L’esercito israeliano avrebbe iniziato ad evacuare i primi civili palestinesi in vista di un assalto di terra a Rafah, nel sud della Striscia di Gaza. A dichiararlo è stato mercoledì un alto funzionario della difesa dello Stato ebraico, che non ha tuttavia fornito alcuna data approssimativa per l’inizio delle operazioni.
Secondo Reuters, il Ministero della Difesa di Tel Aviv avrebbe già acquistato circa 40.000 tende, ognuna delle quali può contenere da dieci a dodici persone, per ospitare i centinaia di migliaia di palestinesi che verranno rimossi dalla città al confine con l’Egitto – ultima roccaforte di Hamas nella Striscia.
Il gabinetto di guerra presieduto da Benjamin Netanyahu si riunirà nelle prossime due settimane per autorizzare le evacuazioni dei civili, la cui durata complessiva è stimata in almeno un mese.
“Hamas è stato colpito duramente nel settore settentrionale. È stato colpito duramente anche nel centro della Striscia. E presto sarà colpito duramente anche a Rafah”, ha dichiarato alla TV pubblica Kan il generale di brigata Itzik Cohen, comandante della 162esima divisione israeliana che opera a Gaza.
Diverse immagini satellitari sembrano mostrare la costruzione già in corso di una nuova tendopoli vicino a Khan Younis, nel sud della Striscia. Secondo i funzionari sanitari palestinesi, tuttavia, il campo servirà per ospitare gli sfollati di Gaza precedentemente rifugiatisi in ospedale, piuttosto che per accogliere gli evacuati di Rafah.
Nella notte, intanto, diversi raid aerei israeliani su Rafah avrebbero ucciso almeno cinque persone, secondo quanto riferito dalle autorità ospedaliere locali. Tra le vittime anche due bambini: Sham Najjar, 6 anni, e Jamal Nabahan, 8 anni. Nella porzione centrale della Striscia, altre quattro persone sarebbero state invece uccise dai carri armati dello Stato ebraico mentre le vittime stavano cercando di spostarsi verso il nord.

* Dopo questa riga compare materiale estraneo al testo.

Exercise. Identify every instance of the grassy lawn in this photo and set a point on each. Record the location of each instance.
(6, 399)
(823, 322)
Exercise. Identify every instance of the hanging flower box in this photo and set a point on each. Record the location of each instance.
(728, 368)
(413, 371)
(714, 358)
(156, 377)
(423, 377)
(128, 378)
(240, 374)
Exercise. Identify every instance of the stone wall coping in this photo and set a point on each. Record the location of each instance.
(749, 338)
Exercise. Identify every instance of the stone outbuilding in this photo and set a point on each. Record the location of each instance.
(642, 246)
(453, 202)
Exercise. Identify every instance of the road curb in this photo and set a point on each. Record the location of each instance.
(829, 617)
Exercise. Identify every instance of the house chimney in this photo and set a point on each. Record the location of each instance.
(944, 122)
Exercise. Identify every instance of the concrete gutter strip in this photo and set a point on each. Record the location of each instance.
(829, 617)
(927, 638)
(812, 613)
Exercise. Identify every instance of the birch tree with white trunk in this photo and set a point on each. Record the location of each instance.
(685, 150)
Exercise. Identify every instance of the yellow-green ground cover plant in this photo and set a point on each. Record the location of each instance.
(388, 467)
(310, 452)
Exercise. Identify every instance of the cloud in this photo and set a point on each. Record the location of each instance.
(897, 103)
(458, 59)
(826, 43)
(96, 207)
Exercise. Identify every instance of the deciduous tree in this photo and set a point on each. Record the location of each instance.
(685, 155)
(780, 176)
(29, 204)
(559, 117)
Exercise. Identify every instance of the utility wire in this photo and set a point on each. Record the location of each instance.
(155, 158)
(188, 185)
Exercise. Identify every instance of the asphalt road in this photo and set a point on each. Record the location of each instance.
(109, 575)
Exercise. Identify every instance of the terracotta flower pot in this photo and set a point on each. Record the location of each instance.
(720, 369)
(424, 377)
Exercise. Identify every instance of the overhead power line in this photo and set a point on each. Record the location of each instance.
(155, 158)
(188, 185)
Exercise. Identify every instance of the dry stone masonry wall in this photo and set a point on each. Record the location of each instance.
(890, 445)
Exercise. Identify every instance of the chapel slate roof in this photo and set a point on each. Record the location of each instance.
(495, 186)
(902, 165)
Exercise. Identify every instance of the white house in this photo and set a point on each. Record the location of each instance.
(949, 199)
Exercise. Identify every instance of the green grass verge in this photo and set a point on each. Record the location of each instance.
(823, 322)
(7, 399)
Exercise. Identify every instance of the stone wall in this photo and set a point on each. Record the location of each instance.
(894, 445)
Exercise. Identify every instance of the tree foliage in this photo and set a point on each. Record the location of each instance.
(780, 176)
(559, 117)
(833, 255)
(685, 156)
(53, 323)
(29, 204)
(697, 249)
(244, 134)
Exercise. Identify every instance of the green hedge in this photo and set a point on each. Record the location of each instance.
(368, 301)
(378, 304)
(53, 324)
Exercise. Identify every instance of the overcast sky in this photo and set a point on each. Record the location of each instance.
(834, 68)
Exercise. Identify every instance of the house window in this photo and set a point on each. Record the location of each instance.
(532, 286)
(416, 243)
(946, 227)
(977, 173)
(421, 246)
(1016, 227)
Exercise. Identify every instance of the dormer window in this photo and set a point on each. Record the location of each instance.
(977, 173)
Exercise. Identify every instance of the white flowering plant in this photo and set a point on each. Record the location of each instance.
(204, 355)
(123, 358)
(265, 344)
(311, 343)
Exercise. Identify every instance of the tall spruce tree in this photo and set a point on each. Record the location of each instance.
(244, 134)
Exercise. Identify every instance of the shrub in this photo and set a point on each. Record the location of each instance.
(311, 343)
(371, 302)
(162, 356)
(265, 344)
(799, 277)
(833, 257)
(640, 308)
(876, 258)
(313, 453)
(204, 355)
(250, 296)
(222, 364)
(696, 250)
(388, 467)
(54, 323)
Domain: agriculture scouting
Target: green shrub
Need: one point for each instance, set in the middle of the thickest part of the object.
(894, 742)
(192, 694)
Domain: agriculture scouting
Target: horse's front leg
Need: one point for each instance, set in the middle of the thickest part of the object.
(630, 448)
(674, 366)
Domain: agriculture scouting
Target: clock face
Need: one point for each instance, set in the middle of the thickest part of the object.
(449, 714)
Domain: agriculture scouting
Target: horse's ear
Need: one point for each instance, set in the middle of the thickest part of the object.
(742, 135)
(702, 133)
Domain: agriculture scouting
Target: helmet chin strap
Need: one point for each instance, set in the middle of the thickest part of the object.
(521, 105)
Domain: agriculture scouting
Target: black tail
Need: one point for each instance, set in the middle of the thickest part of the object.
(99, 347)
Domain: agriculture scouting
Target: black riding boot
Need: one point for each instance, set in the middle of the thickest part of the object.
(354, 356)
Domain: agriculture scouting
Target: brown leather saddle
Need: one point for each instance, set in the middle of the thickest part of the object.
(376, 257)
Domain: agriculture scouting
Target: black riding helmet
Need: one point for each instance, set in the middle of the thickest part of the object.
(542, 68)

Da Istanbul, uno dei leader militari di Hamas ha dichiarato all’Associated Press che la milizia islamista sarebbe pronta a deporre le armi nel caso in cui Israele accettasse una soluzione politica basata sui due Stati.
Secondo Khalil al-Hayya, i mujaheddin palestinesi accetterebbero una tregua di cinque o più anni con lo Stato ebraico e di deporre le armi, tramutandosi in un partito politico, ma solo nel caso in cui venisse dato il via libera a uno Stato palestinese indipendente lungo i confini precedenti alla Guerra dei sei giorni del 1967.
Hamas accetterebbe “uno Stato palestinese pienamente sovrano in Cisgiordania e nella Striscia di Gaza e il ritorno dei rifugiati palestinesi in conformità con le risoluzioni internazionali”, lungo i confini di Israele pre-1967, ha dichiarato al-Hayya. I desiderata sono simili a quelli dell’Autorità palestinese, che è stata cacciata dalla Striscia proprio da Hamas e che non ha formalmente commentato le dichiarazioni del militante antagonista.
In cima alle priorità dell’attuale governo israeliano rimane tuttavia lo sradicamento totale di Hamas dopo gli attentati omicidi del 7 ottobre, e finora l’esecutivo di ‘Bibi’ ha sempre dimostrato ferma contrarietà alla creazione di uno Stato palestinese sui territori conquistati militarmente da Israele nel 1967.
Al-Hayya ha inoltre lasciato intendere che Hamas potrebbe attaccare le forze israeliane o statunitensi posizionate vicino a un molo galleggiante che Washington sta costruendo lungo la costa di Gaza per agevolare l’arrivo di aiuti umanitari ai civili via mare.
“Rifiutiamo categoricamente qualsiasi presenza non palestinese a Gaza, sia in mare che sulla terraferma, e affronteremo qualsiasi forza militare presente in questi luoghi, israeliana o di altro tipo… come una potenza occupante”, ha dichiarato.
Nei quasi sette mesi di guerra a Gaza, il bollettino dei morti ha ormai superato quota 34.000 vittime palestinesi (dati del ministero della Sanità di Hamas) e 1.200 israeliani, per lo più civili. Attualmente risulta inoltre sfollato circa l’80% dei 2,3 milioni di abitanti che prima della guerra risiedevano a Gaza – e che in gran parte si sono reinsediati proprio a Rafah.